De begrotingsraming van de patronale sociale zekerheidsbijdragen, verschuldigd op de toelagen, premies en vergoedingen met toepassing van het koninklijk besluit van 30 maart 2001 tot regeling van de rechtspositie van het personeel van de politiediensten (RPPol) minus het plafond op jaarbasis medegedeeld door RSZPPO (geïndexeerd conform art. 4 van het K.B. van 14 mei 2002 tot regeling van de meerkost die betrekking heeft op het gedeelte van de sociale zekerheidsbijdragen op de toelagen, premies en vergoedingen van de personeelsleden van de politiezones) vormt de begrotingsraming voor de Federale Sociale Toelage II. Het plafondbedrag te betalen door de politiezone wordt geïndexeerd overeenkomstig art.4 van het K.B. als volgt : A = B x I1/1,2271 Meer informatie kan u terugvinden in Memo 37 op de site van CGL [http://infozone.be]. 7.2.5. Federale toelage 2013 Uitrusting handhaving openbare orde - 33003/465-48 De federale toelage uitrusting handhaving openbare orde 20132 wordt gebudgetteerd onder het artikel 33003/465-48 - "Federale toelage uitrusting handhaving openbare orde".
U kan, de in bijlage 6 toegevoegde bedragen inschrijven in de begroting. 7.2.6. Federale toelage inzake federaal overgedragen huurovereenkomsten aan sommige politiezone.

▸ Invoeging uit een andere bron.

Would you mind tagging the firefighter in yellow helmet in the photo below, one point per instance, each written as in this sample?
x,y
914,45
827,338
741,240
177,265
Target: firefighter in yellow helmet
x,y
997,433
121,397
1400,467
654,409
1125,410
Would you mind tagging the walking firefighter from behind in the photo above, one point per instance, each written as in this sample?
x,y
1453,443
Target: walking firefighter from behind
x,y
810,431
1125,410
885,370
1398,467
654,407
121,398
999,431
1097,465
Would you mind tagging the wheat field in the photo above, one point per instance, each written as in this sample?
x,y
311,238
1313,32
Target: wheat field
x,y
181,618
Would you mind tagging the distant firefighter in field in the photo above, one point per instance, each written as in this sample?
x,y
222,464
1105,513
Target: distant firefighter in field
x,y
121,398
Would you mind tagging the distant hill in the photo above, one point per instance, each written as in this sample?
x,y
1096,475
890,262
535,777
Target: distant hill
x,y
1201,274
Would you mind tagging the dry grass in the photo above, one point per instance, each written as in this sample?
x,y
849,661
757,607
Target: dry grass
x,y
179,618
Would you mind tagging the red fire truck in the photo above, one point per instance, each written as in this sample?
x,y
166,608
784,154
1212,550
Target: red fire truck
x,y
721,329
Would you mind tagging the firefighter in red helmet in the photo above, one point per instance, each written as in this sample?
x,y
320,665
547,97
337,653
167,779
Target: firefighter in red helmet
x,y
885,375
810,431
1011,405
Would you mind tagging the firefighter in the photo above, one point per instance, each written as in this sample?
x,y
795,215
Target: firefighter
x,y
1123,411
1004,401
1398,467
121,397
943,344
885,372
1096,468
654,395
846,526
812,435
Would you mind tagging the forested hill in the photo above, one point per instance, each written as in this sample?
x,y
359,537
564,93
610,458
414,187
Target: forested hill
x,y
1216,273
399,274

De huurtoelage toegekend aan de politiezones in ruil voor de huurovereenkomsten die de Regie had afgesloten voor de gebouwen of gedeelten van gebouwen die federale ambtenaren huisvesten die werden overgeheveld naar de politiezones, moet worden gebudgetteerd onder de economische code 465-01.
U vindt het bedrag van deze huurtoelage in de bijlage 2 van het koninklijk besluit van 27 april 2007 (gewijzigd bij koninklijk besluit van 18 november 2008). Het bedrag ervan moet worden aangepast volgens dezelfde modaliteiten dan diegene die gelden voor het correctiemechanisme en waaraan in deze omzendbrief wordt herinnerd in het punt III, 4.2. De desbetreffende toelage zal tegelijkertijd met het correctiemechanisme worden gestort. 7.2.7. Bijkomende federale toelage gefinancierd via de "verkeersveiligheidsplannen" De benaming van deze federale dotatie blijft bewaard, maar de dotatie is niet langer gekoppeld aan een door de zone in te dienen actieplan m.b.t. de verkeersveiligheid. Er is bijgevolg ook geen aftoetsing meer op federaal niveau.
De federale toelagen van de "verkeersveiligheidsactieplannen" dienen in de begroting te worden ingeschreven onder het artikelnummer 33005/465-48 : federale toelage verkeersveiligheidsactieplannen.
U kan de in bijlage 7 toegevoegde bedragen inschrijven in de begroting Zodra de officiële cijfers voor 2013 bekend zijn, dient het eerder ingeschreven bedrag te worden aangepast via een begrotingswijziging. 7.2.8. De federale dotatie om het aanwervingsbeleid te stimuleren.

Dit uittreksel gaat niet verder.